Computer programs tend to start out small and as time goes by, features and new functionality is added. This makes old code more complex as it was never intended for these new tasks. It is normal to say at one point: enough is enough, let's refactor the program. It doesn't mean: throw away the old code and start anew. It just means to take a step back and consider what you have and what is actually needed. Create a new design and rewrite the parts that don't fit. Maybe there is some legacy code that works, but is in another language or uses arcane constructions. Maybe there are some very complex routines that are only used to do execute some relatively simple tasks. These could be cut down and simplified. It might take a while, but the overall program will improve a lot and it will allow new programmers to work on the system with a lot less effort.

Most Western law systems were created somewhere in the 19th century and it shows. The language is arcane (legalese). A lot of laws used for modern phenomena actually talk about things of 80 years ago and can only be matched on the current situation by interpretation. Great fun for the lawyers, but it makes the whole thing rather incomprehensible for the lay man.

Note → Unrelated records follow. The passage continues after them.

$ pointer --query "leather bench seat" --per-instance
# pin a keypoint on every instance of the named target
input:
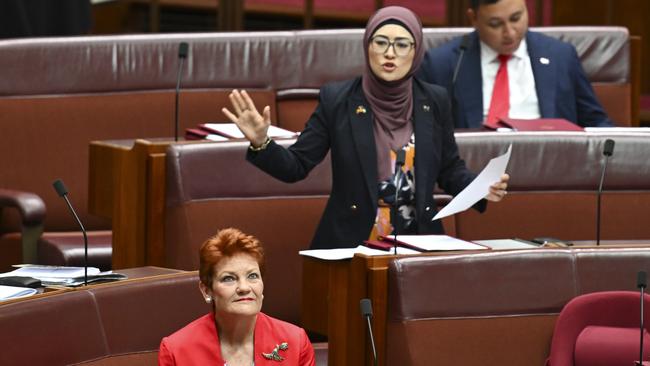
(67, 249)
(494, 308)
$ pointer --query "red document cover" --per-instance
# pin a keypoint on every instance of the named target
(541, 124)
(378, 244)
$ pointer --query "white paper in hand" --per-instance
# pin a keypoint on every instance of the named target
(479, 188)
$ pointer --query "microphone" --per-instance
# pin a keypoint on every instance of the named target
(182, 55)
(608, 150)
(464, 44)
(641, 283)
(62, 191)
(366, 312)
(400, 159)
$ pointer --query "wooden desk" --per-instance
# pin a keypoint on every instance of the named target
(337, 314)
(127, 185)
(332, 291)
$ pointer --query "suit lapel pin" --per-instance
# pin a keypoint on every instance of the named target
(275, 354)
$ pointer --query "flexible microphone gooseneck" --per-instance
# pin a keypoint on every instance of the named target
(464, 44)
(608, 150)
(182, 55)
(366, 312)
(400, 159)
(641, 284)
(62, 191)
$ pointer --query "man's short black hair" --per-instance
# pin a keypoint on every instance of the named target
(476, 3)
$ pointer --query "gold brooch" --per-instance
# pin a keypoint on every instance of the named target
(275, 354)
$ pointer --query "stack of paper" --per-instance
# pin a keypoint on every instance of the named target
(347, 253)
(64, 276)
(12, 292)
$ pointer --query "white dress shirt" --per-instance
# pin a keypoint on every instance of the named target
(521, 81)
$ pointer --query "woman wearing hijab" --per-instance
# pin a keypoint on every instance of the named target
(363, 122)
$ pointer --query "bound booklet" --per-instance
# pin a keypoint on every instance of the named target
(425, 243)
(540, 124)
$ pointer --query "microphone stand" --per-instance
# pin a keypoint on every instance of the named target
(641, 284)
(464, 43)
(607, 151)
(63, 192)
(366, 312)
(399, 162)
(182, 54)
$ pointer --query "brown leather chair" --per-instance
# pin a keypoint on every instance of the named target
(120, 323)
(554, 179)
(58, 94)
(494, 308)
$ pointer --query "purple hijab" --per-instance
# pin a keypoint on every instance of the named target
(391, 102)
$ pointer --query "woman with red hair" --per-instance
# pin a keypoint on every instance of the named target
(235, 332)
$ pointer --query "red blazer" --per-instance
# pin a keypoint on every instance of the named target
(198, 344)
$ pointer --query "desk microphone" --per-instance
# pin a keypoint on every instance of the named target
(641, 284)
(400, 159)
(366, 312)
(608, 150)
(464, 44)
(62, 191)
(182, 55)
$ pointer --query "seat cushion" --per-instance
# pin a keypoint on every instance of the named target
(67, 249)
(606, 346)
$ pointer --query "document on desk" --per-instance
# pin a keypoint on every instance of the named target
(12, 292)
(479, 188)
(348, 253)
(64, 276)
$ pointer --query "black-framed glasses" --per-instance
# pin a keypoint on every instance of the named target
(401, 46)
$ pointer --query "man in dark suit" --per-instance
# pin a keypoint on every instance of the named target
(544, 77)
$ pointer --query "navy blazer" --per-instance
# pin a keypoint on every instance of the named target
(342, 124)
(563, 89)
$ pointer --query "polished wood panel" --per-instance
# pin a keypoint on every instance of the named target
(126, 185)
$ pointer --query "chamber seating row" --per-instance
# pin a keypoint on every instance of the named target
(113, 324)
(552, 193)
(59, 94)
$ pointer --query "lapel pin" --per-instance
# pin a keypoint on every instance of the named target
(275, 354)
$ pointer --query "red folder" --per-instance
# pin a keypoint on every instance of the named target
(378, 244)
(540, 124)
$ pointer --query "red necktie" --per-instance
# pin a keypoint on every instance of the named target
(500, 103)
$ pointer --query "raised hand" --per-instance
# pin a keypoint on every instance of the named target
(250, 122)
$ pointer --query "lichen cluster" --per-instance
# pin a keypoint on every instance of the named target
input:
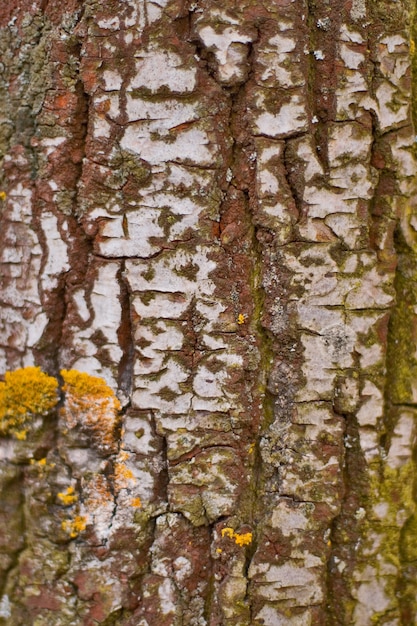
(90, 403)
(25, 393)
(28, 393)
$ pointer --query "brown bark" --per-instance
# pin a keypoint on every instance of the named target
(211, 207)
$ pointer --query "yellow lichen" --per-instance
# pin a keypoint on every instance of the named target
(25, 393)
(68, 497)
(91, 404)
(74, 527)
(241, 539)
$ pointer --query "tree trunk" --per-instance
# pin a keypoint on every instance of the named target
(211, 207)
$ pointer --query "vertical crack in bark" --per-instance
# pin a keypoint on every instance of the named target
(126, 339)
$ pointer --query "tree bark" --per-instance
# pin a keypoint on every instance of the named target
(211, 206)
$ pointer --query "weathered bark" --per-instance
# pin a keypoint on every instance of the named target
(212, 207)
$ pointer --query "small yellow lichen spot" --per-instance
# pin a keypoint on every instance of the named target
(228, 532)
(20, 434)
(74, 527)
(68, 496)
(243, 539)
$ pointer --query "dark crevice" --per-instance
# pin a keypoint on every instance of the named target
(126, 339)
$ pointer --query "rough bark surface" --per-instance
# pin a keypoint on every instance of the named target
(211, 206)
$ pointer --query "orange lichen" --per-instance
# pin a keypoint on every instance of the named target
(25, 393)
(68, 497)
(97, 494)
(91, 404)
(74, 527)
(241, 539)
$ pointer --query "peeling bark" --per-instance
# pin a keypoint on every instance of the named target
(211, 208)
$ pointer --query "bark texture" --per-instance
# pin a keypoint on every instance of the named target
(211, 206)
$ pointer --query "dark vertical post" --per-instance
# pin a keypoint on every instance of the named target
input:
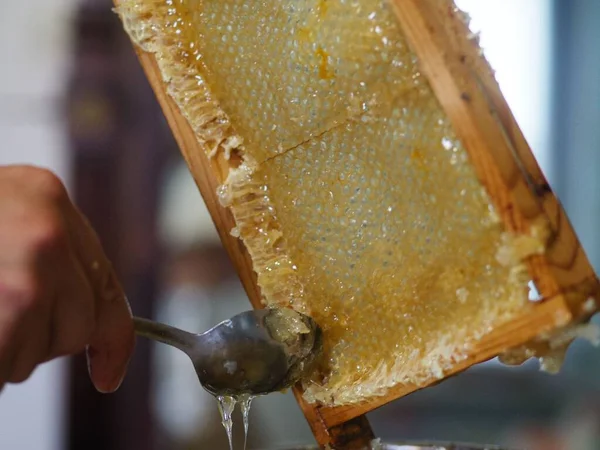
(120, 146)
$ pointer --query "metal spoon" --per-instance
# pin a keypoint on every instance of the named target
(255, 352)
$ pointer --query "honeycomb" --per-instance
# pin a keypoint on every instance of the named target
(354, 197)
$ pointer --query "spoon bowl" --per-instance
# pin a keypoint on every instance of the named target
(253, 353)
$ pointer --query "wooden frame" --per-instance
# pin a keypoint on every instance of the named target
(504, 163)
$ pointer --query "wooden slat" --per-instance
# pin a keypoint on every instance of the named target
(209, 174)
(543, 317)
(503, 162)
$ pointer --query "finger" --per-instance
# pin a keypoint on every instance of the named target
(15, 297)
(73, 316)
(113, 340)
(32, 342)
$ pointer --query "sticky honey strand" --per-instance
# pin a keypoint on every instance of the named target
(355, 199)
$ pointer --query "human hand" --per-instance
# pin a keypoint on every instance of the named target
(58, 292)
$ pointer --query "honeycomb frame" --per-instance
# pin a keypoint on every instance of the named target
(465, 86)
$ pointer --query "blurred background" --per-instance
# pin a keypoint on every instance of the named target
(73, 99)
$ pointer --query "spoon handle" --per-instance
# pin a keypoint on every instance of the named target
(166, 334)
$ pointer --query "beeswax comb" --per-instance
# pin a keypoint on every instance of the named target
(362, 166)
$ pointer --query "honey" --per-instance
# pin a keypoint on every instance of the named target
(354, 197)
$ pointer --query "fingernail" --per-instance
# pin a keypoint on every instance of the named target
(100, 381)
(92, 355)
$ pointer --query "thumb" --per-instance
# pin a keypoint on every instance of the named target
(113, 340)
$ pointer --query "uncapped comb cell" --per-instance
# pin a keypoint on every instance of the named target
(353, 195)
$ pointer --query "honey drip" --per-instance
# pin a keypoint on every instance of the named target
(354, 196)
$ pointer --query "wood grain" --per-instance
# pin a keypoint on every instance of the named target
(466, 89)
(209, 174)
(503, 162)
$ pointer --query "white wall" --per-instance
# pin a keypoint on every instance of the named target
(516, 39)
(34, 36)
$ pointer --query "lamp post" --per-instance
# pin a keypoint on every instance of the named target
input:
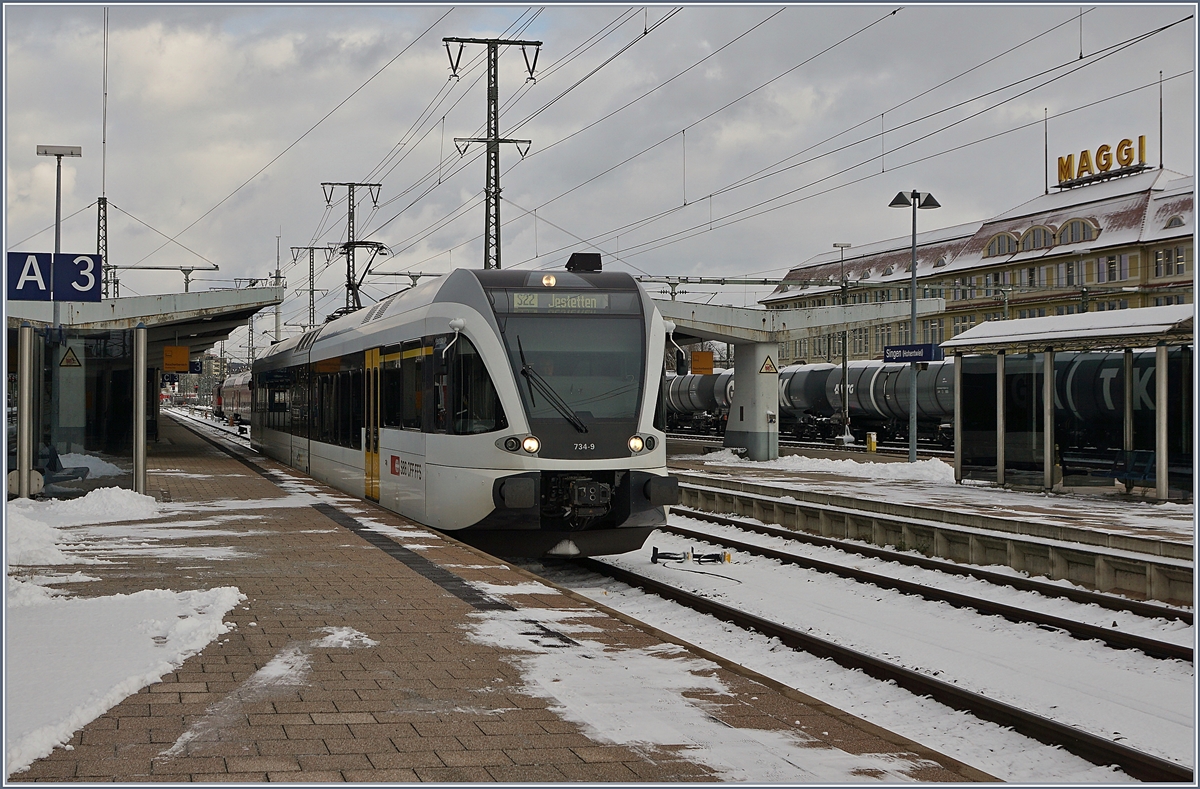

The law needs to be refactored. Get the best lawyer, let them make a list of what the law essentially says and have them work out a structure that is most suited for this. Then we can step by step start to transform the existing body of law into that structure. It will take some time and effort, but it will make things clearer and more efficient on the long run. And while we're at it, let's translate the law from legalese into real lanugage. Anything worth saying can be said clearly.